By Stefanie Jackson – A Northampton school board member and advocate for reform in the county’s public school system, Nancy Proto, of Cape Charles, announced March 28 that she will not run for re-election in November.
Until her term expires, the retired school psychologist will continue promoting “a shift in the mindset of how we look at discipline” to “start us on the road to empathy and understanding.”
Every year in Northampton schools, two and a half times as many students are suspended compared to the state average.
Suspension rates are even higher for black and Hispanic students. In Virginia, black students account for nearly 25 percent of the public school student population, but they receive more than 50 percent of suspensions.
Proto supports the views of Dr. Arthur Carter, a retired obstetrician from Nassawadox who frequently attends school board meetings and requests implementing restorative discipline in Northampton schools.
Restorative discipline, aka restorative justice, is an alternative to traditional, punitive discipline. It involves both the offending student and any other student, teacher, or staff member affected by the behavior, encouraging character-building by making reparations and repairing relationships.
Proto has completed several training sessions on or related to restorative discipline, and she would like to make a presentation to the school board explaining what restorative discipline is and how it works.
She wants the school board to consider “how we’re disciplining our children and to do it differently so that we are building character, building resiliency.” A date for the presentation has not been determined.
Proto has completed studies of Ruby Payne’s “A Framework for Understanding Poverty” and “Emotional Poverty.” Payne is an educator and author who trains teachers to understand the culture of poverty and how it affects children’s education.
Superintendent Eddie Lawrence has said he would like to schedule a Ruby Payne staff development session for the next school year, possibly in November.
Proto’s experience on the school board has also included working with the teacher retention committee that spent two years surveying Northampton teachers and conducting research on possible strategies the school board could use to keep qualified teachers in the county’s public school system.
In September 2017, after the teacher retention committee completed its work, Proto made a motion for the school board to accept the committee’s recommendations, but it was not seconded and died.
Her focus for the last months of her term remains on restorative discipline. She hopes the school board will follow through on its idea of meeting with public school administrators across the bay in Mathews County, where restorative discipline has been introduced. Mathews is a small, rural Virginia county, similar to Northampton.

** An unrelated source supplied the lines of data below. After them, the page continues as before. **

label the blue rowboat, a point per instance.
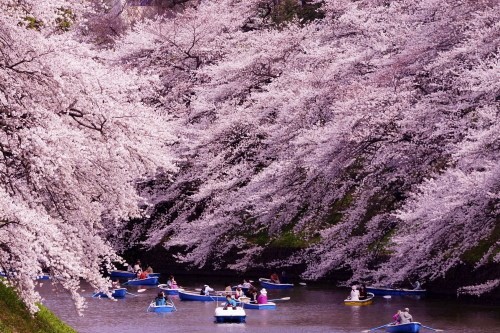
(230, 315)
(193, 296)
(117, 293)
(266, 283)
(393, 291)
(367, 301)
(129, 275)
(169, 291)
(150, 281)
(413, 327)
(254, 306)
(169, 307)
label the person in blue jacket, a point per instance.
(230, 302)
(160, 299)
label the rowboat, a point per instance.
(266, 283)
(150, 281)
(393, 291)
(128, 275)
(117, 293)
(367, 301)
(230, 315)
(243, 289)
(255, 306)
(169, 307)
(413, 327)
(169, 291)
(193, 296)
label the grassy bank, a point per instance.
(15, 318)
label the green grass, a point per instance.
(15, 318)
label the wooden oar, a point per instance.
(375, 328)
(131, 294)
(434, 329)
(279, 299)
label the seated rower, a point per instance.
(230, 302)
(262, 298)
(171, 283)
(275, 278)
(160, 299)
(354, 294)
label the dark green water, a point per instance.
(310, 309)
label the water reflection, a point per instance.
(309, 310)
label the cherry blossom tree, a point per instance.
(344, 137)
(75, 138)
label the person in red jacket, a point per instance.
(262, 298)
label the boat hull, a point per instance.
(128, 275)
(266, 283)
(117, 293)
(230, 315)
(151, 281)
(161, 308)
(367, 301)
(253, 306)
(169, 291)
(391, 291)
(189, 296)
(413, 327)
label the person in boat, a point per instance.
(230, 302)
(130, 268)
(354, 294)
(416, 286)
(228, 288)
(252, 294)
(396, 318)
(362, 292)
(284, 277)
(206, 290)
(160, 299)
(405, 316)
(262, 298)
(171, 283)
(115, 284)
(246, 284)
(137, 266)
(142, 275)
(238, 292)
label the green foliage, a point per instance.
(31, 22)
(15, 317)
(261, 238)
(284, 11)
(65, 18)
(474, 255)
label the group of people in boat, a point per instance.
(402, 317)
(275, 278)
(139, 271)
(358, 294)
(245, 291)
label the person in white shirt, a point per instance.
(354, 294)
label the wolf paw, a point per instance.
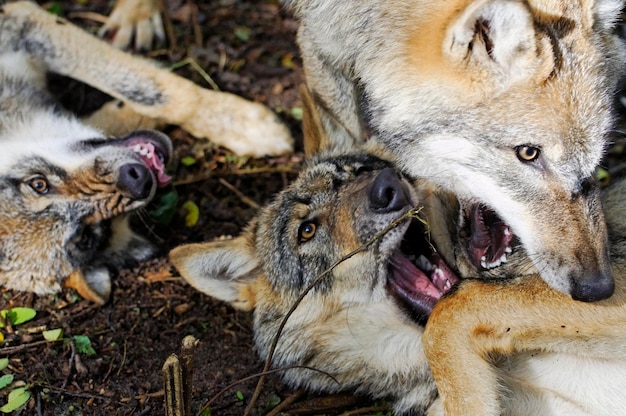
(134, 21)
(245, 127)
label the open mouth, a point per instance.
(490, 238)
(153, 151)
(418, 276)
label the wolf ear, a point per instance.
(226, 270)
(315, 135)
(495, 35)
(607, 13)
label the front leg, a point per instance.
(243, 126)
(481, 320)
(134, 21)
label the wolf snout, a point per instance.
(136, 179)
(592, 287)
(388, 193)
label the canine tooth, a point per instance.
(423, 263)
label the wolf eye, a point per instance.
(306, 231)
(39, 184)
(527, 153)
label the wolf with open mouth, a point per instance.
(66, 187)
(506, 104)
(375, 285)
(504, 343)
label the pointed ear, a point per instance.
(607, 13)
(496, 36)
(315, 136)
(226, 270)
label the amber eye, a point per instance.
(39, 184)
(527, 153)
(306, 231)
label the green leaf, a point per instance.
(56, 8)
(188, 160)
(296, 113)
(53, 334)
(193, 213)
(5, 380)
(18, 315)
(83, 345)
(164, 208)
(243, 33)
(17, 398)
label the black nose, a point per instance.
(593, 287)
(136, 179)
(388, 193)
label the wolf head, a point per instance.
(507, 104)
(64, 193)
(373, 284)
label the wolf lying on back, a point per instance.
(363, 323)
(63, 184)
(506, 103)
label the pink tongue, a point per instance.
(411, 278)
(155, 164)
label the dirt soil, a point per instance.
(245, 47)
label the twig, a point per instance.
(71, 364)
(240, 194)
(262, 374)
(268, 362)
(250, 171)
(286, 403)
(123, 360)
(18, 348)
(364, 410)
(197, 31)
(192, 63)
(65, 392)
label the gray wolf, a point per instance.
(519, 347)
(66, 185)
(505, 103)
(511, 345)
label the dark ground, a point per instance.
(247, 48)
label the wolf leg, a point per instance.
(245, 127)
(485, 320)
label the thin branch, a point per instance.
(253, 376)
(268, 362)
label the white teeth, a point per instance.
(423, 263)
(496, 263)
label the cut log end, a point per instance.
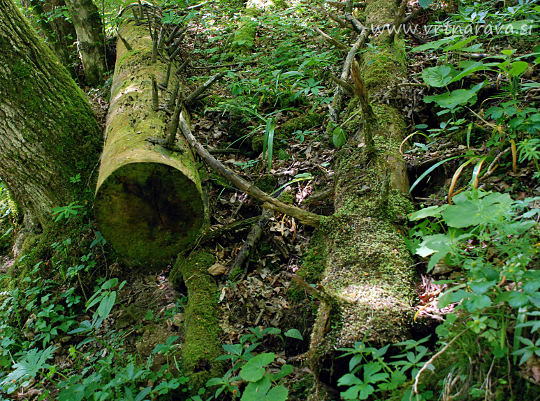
(148, 211)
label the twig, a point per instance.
(197, 92)
(430, 361)
(347, 87)
(155, 94)
(330, 39)
(165, 83)
(126, 44)
(320, 294)
(337, 102)
(174, 95)
(268, 201)
(399, 17)
(370, 120)
(493, 166)
(251, 240)
(210, 235)
(357, 25)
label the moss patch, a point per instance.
(148, 212)
(201, 346)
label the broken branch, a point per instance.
(268, 201)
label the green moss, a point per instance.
(244, 37)
(302, 123)
(149, 212)
(383, 66)
(201, 346)
(312, 267)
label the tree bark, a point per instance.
(149, 201)
(48, 132)
(89, 28)
(59, 32)
(367, 269)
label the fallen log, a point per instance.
(366, 268)
(149, 201)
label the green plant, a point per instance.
(261, 384)
(66, 212)
(381, 374)
(491, 238)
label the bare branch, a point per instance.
(268, 201)
(330, 39)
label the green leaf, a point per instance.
(438, 76)
(463, 215)
(458, 97)
(106, 305)
(254, 369)
(278, 393)
(477, 302)
(349, 380)
(339, 137)
(425, 3)
(294, 333)
(460, 44)
(256, 391)
(431, 211)
(518, 299)
(429, 170)
(284, 371)
(268, 144)
(518, 68)
(434, 45)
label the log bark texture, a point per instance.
(149, 201)
(59, 31)
(48, 132)
(367, 270)
(91, 45)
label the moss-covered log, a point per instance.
(91, 44)
(149, 201)
(201, 344)
(367, 268)
(48, 132)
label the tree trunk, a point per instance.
(149, 202)
(48, 132)
(59, 32)
(367, 270)
(87, 22)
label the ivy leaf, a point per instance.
(254, 369)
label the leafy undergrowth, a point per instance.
(92, 330)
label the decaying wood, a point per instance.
(149, 201)
(330, 39)
(367, 267)
(252, 239)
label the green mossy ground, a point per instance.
(149, 201)
(202, 330)
(368, 272)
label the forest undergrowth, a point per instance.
(77, 324)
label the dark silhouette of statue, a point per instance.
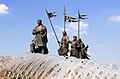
(82, 50)
(74, 47)
(40, 41)
(63, 50)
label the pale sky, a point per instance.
(101, 31)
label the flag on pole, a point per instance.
(70, 19)
(81, 16)
(50, 14)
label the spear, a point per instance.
(64, 17)
(50, 15)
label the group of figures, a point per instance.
(39, 43)
(77, 50)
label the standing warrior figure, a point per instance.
(63, 50)
(83, 50)
(40, 32)
(74, 47)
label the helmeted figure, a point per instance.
(83, 50)
(40, 40)
(63, 50)
(74, 47)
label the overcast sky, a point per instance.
(101, 31)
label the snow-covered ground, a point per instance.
(38, 66)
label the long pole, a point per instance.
(52, 27)
(78, 24)
(64, 18)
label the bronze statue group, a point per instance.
(39, 43)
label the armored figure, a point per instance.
(74, 47)
(83, 50)
(63, 50)
(40, 40)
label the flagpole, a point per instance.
(52, 27)
(78, 24)
(64, 18)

At the March 28 school board meeting, Proto and fellow school board member Maxine Rasmussen voiced their support for Director of Operations Chris Truckner’s efforts to reduce a severe shortage of bus drivers.
Both school board members suggested updating job advertisements to reflect that paid training is available for new bus drivers.
Truckner said there were several days within the last month that bus drivers had to make seven double runs, and Northampton school buses travel as far north as Onancock and as far south as Virginia Beach to pick up students. Some bus drivers are preparing to retire, worsening the dilemma, he added.
Proto also reported receiving a letter from Sen. Lynwood Lewis requesting a tour of Northampton High School. The request must be approved by the superintendent, but Truckner said Lewis is welcome to visit anytime.
Proto is an at-large school board member, meaning anyone from Northampton County’s five voting districts can run to become her replacement.
Two other school board members are up for re-election in November: Jo Ann Molera, of Franktown, representing District 4, and Chairman William “Skip” Oakley, of Exmore, representing District 5.